Diffamazione a mezzo stampa: le 5 novità principali
Stop al carcere per i giornalisti, sanzioni in denaro per le testate online, diritto all'oblio e modifiche su rettifiche e responsabilità dei direttori
Stop al carcere per i giornalisti, introduzione del diritto dall'oblio oltre a quello di rettifica ed estensione delle sanzioni pecuniarie anche per le testate online. Sono questi alcuni dei punti principali del ddl sulla diffamazione a mezzo stampa sul quale domani l'Aula del Senato voterà dopo aver approvato, oggi, tutti e 5 gli articoli del provvedimento (poi il ddl tornerà alla Camera). Sul testo, già modificato in commissione Giustizia, oggi l'Aula ha dato l'ok anche ad alcuni emendamenti, tra i quali uno presentato dal M5S, con il parere favorevole del Governo, inerente proprio all'estensione delle multe anche per le testate online. Ecco i punti principali del provvedimento.

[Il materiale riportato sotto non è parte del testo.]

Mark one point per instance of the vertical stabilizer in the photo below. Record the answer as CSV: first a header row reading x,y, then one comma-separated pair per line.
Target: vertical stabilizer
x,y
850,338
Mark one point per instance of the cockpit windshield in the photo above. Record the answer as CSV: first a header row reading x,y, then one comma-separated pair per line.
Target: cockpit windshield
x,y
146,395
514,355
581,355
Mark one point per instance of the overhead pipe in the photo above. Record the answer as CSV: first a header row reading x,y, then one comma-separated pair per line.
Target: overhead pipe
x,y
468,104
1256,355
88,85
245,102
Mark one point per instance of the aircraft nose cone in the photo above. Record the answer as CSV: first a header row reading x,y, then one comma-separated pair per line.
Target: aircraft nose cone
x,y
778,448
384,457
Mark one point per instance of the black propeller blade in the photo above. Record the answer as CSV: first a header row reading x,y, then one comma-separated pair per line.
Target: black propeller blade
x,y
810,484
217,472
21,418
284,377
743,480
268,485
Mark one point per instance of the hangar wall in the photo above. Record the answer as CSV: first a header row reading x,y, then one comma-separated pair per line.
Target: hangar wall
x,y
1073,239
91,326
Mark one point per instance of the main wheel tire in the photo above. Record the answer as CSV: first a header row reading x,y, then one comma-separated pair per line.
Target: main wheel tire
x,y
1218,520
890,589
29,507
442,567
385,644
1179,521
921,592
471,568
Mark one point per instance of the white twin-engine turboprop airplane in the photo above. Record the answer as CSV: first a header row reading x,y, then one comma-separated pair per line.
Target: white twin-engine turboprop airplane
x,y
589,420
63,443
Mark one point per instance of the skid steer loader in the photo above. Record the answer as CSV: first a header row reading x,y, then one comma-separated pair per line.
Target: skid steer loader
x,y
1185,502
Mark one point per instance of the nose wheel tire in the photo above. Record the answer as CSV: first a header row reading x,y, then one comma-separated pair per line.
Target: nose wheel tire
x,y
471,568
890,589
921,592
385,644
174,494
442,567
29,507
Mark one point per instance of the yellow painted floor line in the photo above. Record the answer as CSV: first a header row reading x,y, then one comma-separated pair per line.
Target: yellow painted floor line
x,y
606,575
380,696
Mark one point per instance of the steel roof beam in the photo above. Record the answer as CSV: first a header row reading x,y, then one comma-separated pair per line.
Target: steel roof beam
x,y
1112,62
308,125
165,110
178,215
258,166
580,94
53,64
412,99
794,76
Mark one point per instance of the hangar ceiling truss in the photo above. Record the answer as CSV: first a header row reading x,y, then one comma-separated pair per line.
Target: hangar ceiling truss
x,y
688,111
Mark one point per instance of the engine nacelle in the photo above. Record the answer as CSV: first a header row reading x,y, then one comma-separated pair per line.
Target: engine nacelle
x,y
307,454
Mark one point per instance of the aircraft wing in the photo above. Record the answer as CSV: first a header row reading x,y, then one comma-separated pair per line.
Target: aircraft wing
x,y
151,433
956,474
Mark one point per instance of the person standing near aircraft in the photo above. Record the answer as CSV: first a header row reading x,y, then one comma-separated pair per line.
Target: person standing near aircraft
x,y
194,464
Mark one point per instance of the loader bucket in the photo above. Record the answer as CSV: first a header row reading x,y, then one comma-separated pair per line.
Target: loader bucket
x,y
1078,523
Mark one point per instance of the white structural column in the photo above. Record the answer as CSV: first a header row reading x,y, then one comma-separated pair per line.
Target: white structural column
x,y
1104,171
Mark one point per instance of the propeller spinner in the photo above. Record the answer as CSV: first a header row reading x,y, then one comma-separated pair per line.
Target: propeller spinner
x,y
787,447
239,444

Stop al carcere per i giornalisti
È forse la novità principale del provvedimento che, sostituisce, per chi diffama a mezzo stampa, la pena detentiva con una sanzione pecuniaria fino a 10mila euro. Se l'offesa consiste nell'attribuzione di un fatto determinato falso, la cui diffusione sia avvenuta con la consapevolezza della sua falsità, la multa va dai 10 ai 50mila euro. La rettifica, se conforme a quanto prevede il testo, sarà valutata dal giudice come causa di non punibilità sia per il direttore responsabile sia per l'autore dell'offesa. L'interdizione da uno a sei mesi dalla professione è prevista solo nei casi di recidiva reiterata.
Rettifica
Il direttore o, comunque, il responsabile deve pubblicarla gratuitamente, entro due giorni dalla ricezione della richiesta, senza risposta, senza commento e senza titolo e menzionando titolo, data e autore dell'articolo da rettificare. L'obbligo di rettifica vale per quotidiani, periodici, agenzie di stampa, nonchè' nelle testate giornalistiche online, che invieranno la rettifica agli utenti che hanno avuto accesso alla notizia cui si riferiscono. La rettifica non va pubblicata se ha contenuto suscettibile di incriminazione penale o se documentalmente falsa.
Diritto all'oblio
Ferma restando la rettifica, l'interessato può chiedere ai siti internet e ai motori di ricerca l'eliminazione dei contenuti diffamatori o dei dati personali trattati in violazione della legge. In caso di rifiuto lo stesso può chiedere al giudice di ordinare la rimozione ovvero quello che la Corte europea, con una sentenza del 13 maggio 2014, definisce il diritto all'oblio per il diffamato. La norma era stata già presentata con un disegno di legge dal socialista Enrico Buemi.
Le querele "temerarie"
Tra gli emendamenti approvati oggi anche quello che scoraggia le querele temerarie. La modifica, a firma di Felice Casson e sul quale la relatrice Rosanna Filippin (Pd) ha chiesto e ottenuto una riformulazione prevede che, su richiesta del convenuto, il giudice, con la sentenza di rigetto, possa condannare al pagamento di una somma (non specificata) in via equitativa chi ha agito in sede di giudizio in malafede o con colpa grave. Ugualmente, il giudice puo' condannare ad un risarcimento 'equitativo' il querelante, se risulta la temerarietà della querela.
La responsabilità del direttore
Fuori dei casi di concorso con l'autore del servizio, il direttore o il suo vice non rispondono più "a titolo di colpa" a meno che il delitto non sia conseguente alla violazione dei doveri di vigilanza della pubblicazione. La pena è in ogni caso ridotta di un terzo mentre è esclusa la pena accessoria dell'interdizione dalla professione.